First, they will close three quarters of the abortion clinics in Texas, reducing the number from 40 to 10. The law would therefore drastically reduce abortion access for women in Texas, essentially making the procedure completely unavailable for a large swath of Texas residents. The problem would be particularly acute in the Rio Grande Valley, which is a largely impoverished area that would be left without any abortion provider at all (indeed, a recent study listed two metropolitan areas in the Rio Grande Valley as the two poorest cities in the country).
Although the undue burden standard is notoriously amorphous, there seems to be good argument that a requirement that closes so many clinics and reduces access so dramatically– in practical terms eliminating the right to seek an abortion for a large number of women — would have to constitute an undue burden. In other words, if anything is an undue burden, this is.
At the same time, this theory raises the question of just how many clinic closings is too many. There is no easy answer to that question. If a state enacted a law that would have the effect of closing every clinic in the state, it would seem to constitute a clear undue burden for women in that state. But how close to that line can a state come without violating the undue burden standard? Moreover, what if the clinics were being closed because they were all being operated by incompetent physicians, or because they were unsanitary? (That is emphatically not the case here, but I pose that hypothetical because it raises the question of whether undue burden can be judged based on the impact on access alone.)
That’s the first argument. The second argument is related. It says that the Texas law imposes an undue burden because it dramatically reduces abortion access without having a similarly significant health benefit to women in Texas. The state justifies the ASC and admitting privileges requirements as measures that protect health and safety. Yet, there is no evidence whatsoever that these requirements actually do advance any health or safety interest. So, the plaintiffs argue, the burden on abortion is “undue” because it has little positive impact in advancing the state’s purported interest while imposing a heavy burden on abortion access. In other words, in determining whether a burden is “undue,” courts should weigh the effect on abortion access against the extent to which the restriction actually advances a legitimate state interest.

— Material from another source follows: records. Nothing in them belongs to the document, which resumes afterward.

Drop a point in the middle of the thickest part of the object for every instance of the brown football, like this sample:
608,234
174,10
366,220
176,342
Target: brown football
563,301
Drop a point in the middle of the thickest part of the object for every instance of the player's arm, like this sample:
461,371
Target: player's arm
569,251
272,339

The circuits are currently split on whether to engage in this sort of balancing test. As the plaintiffs’ cert petition notes, the Seventh and Ninth Circuits hold that this sort of balancing is required by the undue burden test, whereas the Fifth and perhaps Sixth Circuits have rejected it.

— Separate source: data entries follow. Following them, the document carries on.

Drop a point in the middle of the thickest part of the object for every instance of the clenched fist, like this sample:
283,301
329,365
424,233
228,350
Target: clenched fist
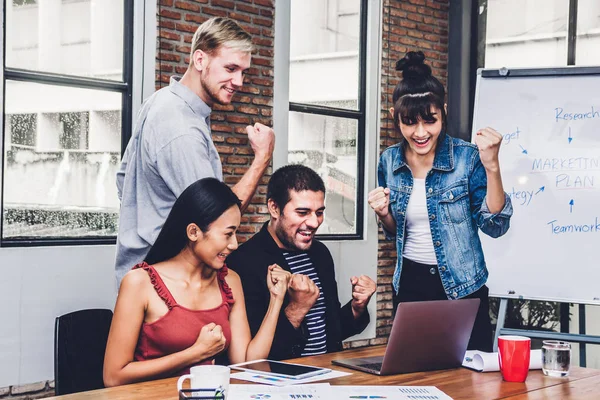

Again, it seems the plaintiffs have a very strong argument here. The balancing-test model makes sense of the hypothetical I presented above, in which the state’s clinics were being closed due to real, rather than unsubstantiated, health and safety concerns. In addition, if the undue-burden test doesn’t take the legitimacy of the state’s interest or the mean-end fit into account, then it starts to look a lot like a rational-basis standard of review, according to which any asserted state interest in health and safety, no matter how pretextual, is permitted to justify closing of clinics, as long as it doesn’t close all, or virtually all of the clinics.
So, that’s the big-picture overview of the legal claims in the case. In my second (and final) post on this case, I’ll do a brief evaluation of the likelihood that the Court will take the case and how it might decide it.